CrumdBob — Flight Recorder for IBM Bob

CrumdBob is the missing flight recorder for IBM Bob development sessions. Every Bob run learns the codebase from scratch. That insight evaporates the moment the session ends, and the next agent — or human — has to rediscover the same files, risks, and architectural seams. CrumdBob turns every Bob session into a deterministic, hash-bound, replayable memory pack. Run `crumdbob pack` on a Bob report and you get nine CRUMB v1.4 files: a repo genome, flight recorder, next task, test plan, risk register, agent passport, replay prompt, PR summary, and a SHA-256 proof chain binding them all to the source. Any future agent — Bob, Claude, GPT, or a human — can `crumdbob replay` to resume with full prior context instead of rebuilding it.
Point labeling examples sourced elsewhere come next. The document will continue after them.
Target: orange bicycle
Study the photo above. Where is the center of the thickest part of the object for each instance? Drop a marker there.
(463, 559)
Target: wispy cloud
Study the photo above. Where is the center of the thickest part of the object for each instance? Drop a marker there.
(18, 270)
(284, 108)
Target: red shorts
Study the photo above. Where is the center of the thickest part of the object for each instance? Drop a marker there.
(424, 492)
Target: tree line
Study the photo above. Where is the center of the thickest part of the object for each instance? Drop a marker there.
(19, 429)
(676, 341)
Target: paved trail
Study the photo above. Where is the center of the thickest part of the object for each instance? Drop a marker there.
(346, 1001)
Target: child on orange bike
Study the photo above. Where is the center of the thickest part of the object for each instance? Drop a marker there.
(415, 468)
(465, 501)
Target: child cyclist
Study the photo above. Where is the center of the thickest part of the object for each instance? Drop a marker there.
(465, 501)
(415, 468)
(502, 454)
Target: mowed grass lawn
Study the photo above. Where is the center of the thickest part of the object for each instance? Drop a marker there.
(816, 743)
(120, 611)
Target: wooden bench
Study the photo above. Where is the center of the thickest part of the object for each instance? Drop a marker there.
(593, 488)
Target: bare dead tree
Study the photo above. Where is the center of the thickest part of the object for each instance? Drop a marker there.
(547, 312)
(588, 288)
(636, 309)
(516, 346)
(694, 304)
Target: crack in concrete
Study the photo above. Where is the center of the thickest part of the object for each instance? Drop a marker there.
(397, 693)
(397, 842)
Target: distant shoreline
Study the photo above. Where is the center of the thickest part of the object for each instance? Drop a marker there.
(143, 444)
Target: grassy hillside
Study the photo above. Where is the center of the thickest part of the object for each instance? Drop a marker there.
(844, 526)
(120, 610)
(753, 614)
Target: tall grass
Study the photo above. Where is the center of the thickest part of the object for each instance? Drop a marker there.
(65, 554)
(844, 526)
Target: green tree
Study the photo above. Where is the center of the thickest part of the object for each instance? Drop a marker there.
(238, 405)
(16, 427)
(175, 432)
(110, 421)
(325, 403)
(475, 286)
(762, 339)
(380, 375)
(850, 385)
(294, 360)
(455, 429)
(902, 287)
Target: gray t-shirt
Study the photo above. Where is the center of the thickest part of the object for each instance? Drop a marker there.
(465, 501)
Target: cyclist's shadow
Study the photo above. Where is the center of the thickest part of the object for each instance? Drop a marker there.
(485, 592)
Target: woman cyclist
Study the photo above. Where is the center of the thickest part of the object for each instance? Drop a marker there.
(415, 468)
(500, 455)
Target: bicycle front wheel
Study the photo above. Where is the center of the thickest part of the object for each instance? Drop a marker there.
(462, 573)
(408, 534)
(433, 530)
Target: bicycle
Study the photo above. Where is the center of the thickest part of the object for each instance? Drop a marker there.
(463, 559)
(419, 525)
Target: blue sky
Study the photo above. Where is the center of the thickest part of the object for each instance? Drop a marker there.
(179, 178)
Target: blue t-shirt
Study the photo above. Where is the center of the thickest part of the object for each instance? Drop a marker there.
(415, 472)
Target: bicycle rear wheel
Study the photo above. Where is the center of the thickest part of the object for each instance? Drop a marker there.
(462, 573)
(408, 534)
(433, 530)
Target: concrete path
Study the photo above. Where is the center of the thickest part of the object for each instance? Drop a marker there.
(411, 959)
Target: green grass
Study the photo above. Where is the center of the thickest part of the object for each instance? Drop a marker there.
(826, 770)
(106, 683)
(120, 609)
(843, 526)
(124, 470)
What's inside: • Multi-session SQLite memory with forward-only migrations, recurring-risk detection across sessions, file-coupling analysis, and predictive impact scoring on planned changes. • FastAPI dashboard with seven views (overview, sessions, insights, patterns, risks, trends, NL query). XSS-proof by construction — every render path uses DOM APIs, never innerHTML. • Rich terminal UI for eight commands with plain-text fallback. LLM integration via OpenAI and Anthropic, with response caching. • Enterprise observability: structured JSON logging with request-ID context vars, Prometheus /metrics, optional API-key auth, token-bucket per-IP rate limiting, OWASP security headers (CSP/HSTS/X-Frame), tamper-evident audit log, sanitized errors with correlation IDs. • Multi-stage Dockerfile (~110 MB, non-root, read-only root FS, dropped capabilities), GitHub Actions matrix across Python 3.10–3.13 on Linux and macOS, pre-commit gates for ruff, mypy, bandit, and pip-audit. 290 tests passing, 64.9% coverage, zero high-severity findings, zero known-vulnerable dependencies. CrumdBob makes "the AI already knows your codebase" actually mean something.